Quick Answer: Is Squashing Commits A Good Idea?

Can you squash a merge commit?

Squashing retains the changes but discards all the individual commits of the bugfix branch.

Note that git merge –squash prepares the merge but does not actually make a commit.

You will need to execute git commit to create the merge commit..

When should you avoid rebasing a branch?

1 Answer. Case 1: We should not do Rebase on branch that is public, i.e. if you are not alone working on that branch and branch exists locally as well as remotely rebasing is not a good choice on such branches and it can cause bubble commits.

When to Use merge and rebase in git?

In summary, when looking to incorporate changes from one Git branch into another:Use merge in cases where you want a set of commits to be clearly grouped together in history.Use rebase when you want to keep a linear commit history.DON’T use rebase on a public/shared branch.

What does squashing a commit mean?

Squashing a commit means, from an idiomatic point of view, to move the changes introduced in said commit into its parent so that you end up with one commit instead of two (or more). If you repeat this process multiple times, you can reduce n commit to a single one.

Why is rebase bad?

Rebasing can be dangerous! Rewriting history of shared branches is prone to team work breakage. This can be mitigated by doing the rebase/squash on a copy of the feature branch, but rebase carries the implication that competence and carefulness must be employed.

Should I squash and merge?

As a general rule, when merging a pull request from a feature branch with a messy commit history, you should squash your commits. There are exceptions, but in most cases, squashing results in a cleaner Git history that’s easier for the team to read.

Who should merge a pull request?

The reviewer, who is already looking at the code, could just merge it immediately. In the case of changes being requested at step 3, the agency to merge the pull request now rests solely with the PR’s author. No one besides the author will look at the changes prior to merging.

How many commits in a pull request?

One CommitOne Commit per Pull Request.

How do you squash all commits in one?

To squash multiple commits into one in the branch you’re on, do the following:Run git log to determine how many commits to squash. … Run git rebase -i HEAD~4 (with 4 being the number of commits)OR.Run git rebase -i [SHA] (where [SHA] is the commit after the last one you want to squash.More items…•

How do you squash commits in PR?

The default command before each commit is “pick”, so you just need to s/pick/squash/ for all the commits you want to squash, and then all of them will be squash into their last previous commit. Make sure you are rebasing on a correct branch.

Why do pull requests?

A pull requests is a mechanism for a developer to notify team members that a feature or fix, developed on a separate branch, is ready. This lets everybody involved know that they can review the code, providing a forum discussing the implementation of the proposed feature.

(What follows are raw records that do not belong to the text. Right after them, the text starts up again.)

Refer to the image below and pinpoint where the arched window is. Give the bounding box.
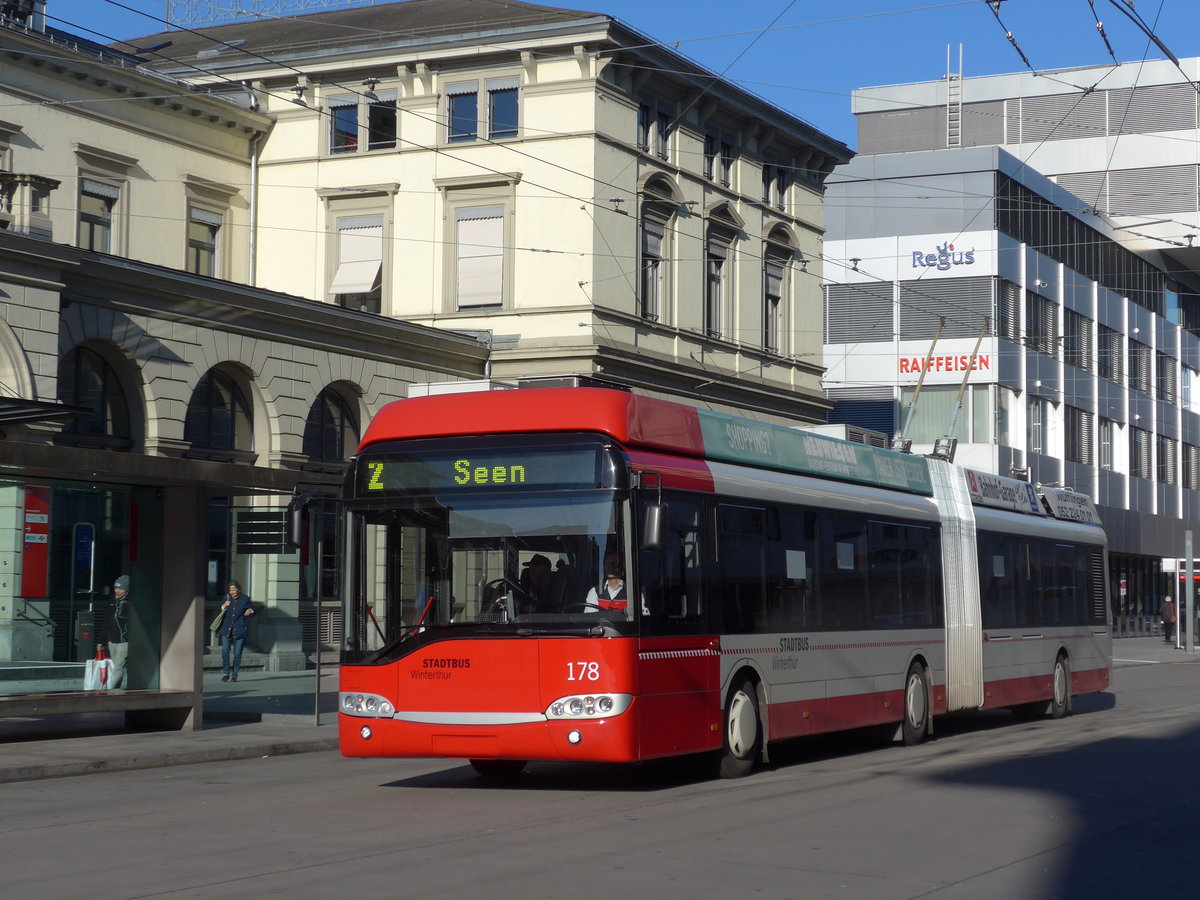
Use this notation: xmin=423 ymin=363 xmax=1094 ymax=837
xmin=703 ymin=200 xmax=745 ymax=337
xmin=184 ymin=370 xmax=254 ymax=452
xmin=59 ymin=347 xmax=133 ymax=450
xmin=637 ymin=178 xmax=680 ymax=322
xmin=304 ymin=388 xmax=359 ymax=462
xmin=762 ymin=228 xmax=794 ymax=353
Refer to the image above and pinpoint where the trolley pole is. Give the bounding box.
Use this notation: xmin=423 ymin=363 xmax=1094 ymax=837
xmin=1180 ymin=528 xmax=1196 ymax=653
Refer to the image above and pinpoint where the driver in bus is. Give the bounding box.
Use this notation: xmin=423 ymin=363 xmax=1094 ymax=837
xmin=520 ymin=553 xmax=553 ymax=613
xmin=583 ymin=553 xmax=629 ymax=618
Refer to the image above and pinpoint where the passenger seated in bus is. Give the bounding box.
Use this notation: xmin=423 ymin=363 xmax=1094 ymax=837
xmin=583 ymin=553 xmax=629 ymax=618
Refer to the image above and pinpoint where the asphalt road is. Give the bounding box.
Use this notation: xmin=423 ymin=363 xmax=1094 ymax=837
xmin=0 ymin=662 xmax=1200 ymax=900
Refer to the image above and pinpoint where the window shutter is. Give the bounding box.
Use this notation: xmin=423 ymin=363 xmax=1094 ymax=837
xmin=329 ymin=216 xmax=383 ymax=294
xmin=455 ymin=205 xmax=504 ymax=307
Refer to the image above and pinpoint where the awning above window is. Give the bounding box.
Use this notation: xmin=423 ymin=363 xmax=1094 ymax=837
xmin=329 ymin=216 xmax=383 ymax=294
xmin=0 ymin=397 xmax=91 ymax=427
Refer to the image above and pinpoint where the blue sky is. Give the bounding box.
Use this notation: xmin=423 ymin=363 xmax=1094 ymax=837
xmin=47 ymin=0 xmax=1200 ymax=148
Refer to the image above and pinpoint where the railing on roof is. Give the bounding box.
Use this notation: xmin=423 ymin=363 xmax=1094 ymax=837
xmin=167 ymin=0 xmax=381 ymax=28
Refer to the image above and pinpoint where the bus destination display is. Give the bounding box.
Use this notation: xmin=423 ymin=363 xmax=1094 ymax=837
xmin=359 ymin=448 xmax=601 ymax=497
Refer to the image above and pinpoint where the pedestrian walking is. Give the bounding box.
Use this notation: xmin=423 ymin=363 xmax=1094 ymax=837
xmin=104 ymin=575 xmax=131 ymax=690
xmin=1160 ymin=596 xmax=1175 ymax=643
xmin=220 ymin=581 xmax=254 ymax=682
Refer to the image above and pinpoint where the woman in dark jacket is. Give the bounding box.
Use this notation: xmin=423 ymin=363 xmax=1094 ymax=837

What makes a good pull request?

Offering feedbackFamiliarize yourself with the context of the issue, and reasons why this Pull Request exists.If you disagree strongly, consider giving it a few minutes before responding; think before you react.Ask, don’t tell. … Explain your reasons why code should be changed. … Offer ways to simplify or improve code.More items…•

Why merge commits are bad?

7 Answers. People want to avoid merge commits because it makes the log prettier. Seriously. It looks like the centralized logs they grew up with, and locally they can do all their development in a single branch.

Should I rebase or merge?

For individuals, rebasing makes a lot of sense. If you want to see the history completely same as it happened, you should use merge. Merge preserves history whereas rebase rewrites it . Rebasing is better to streamline a complex history, you are able to change the commit history by interactive rebase.

What is Git merge commit?

Git merging combines sequences of commits into one unified history of commits. There are two main ways Git will merge: Fast Forward and Three way. Git can automatically merge commits unless there are changes that conflict in both commit sequences.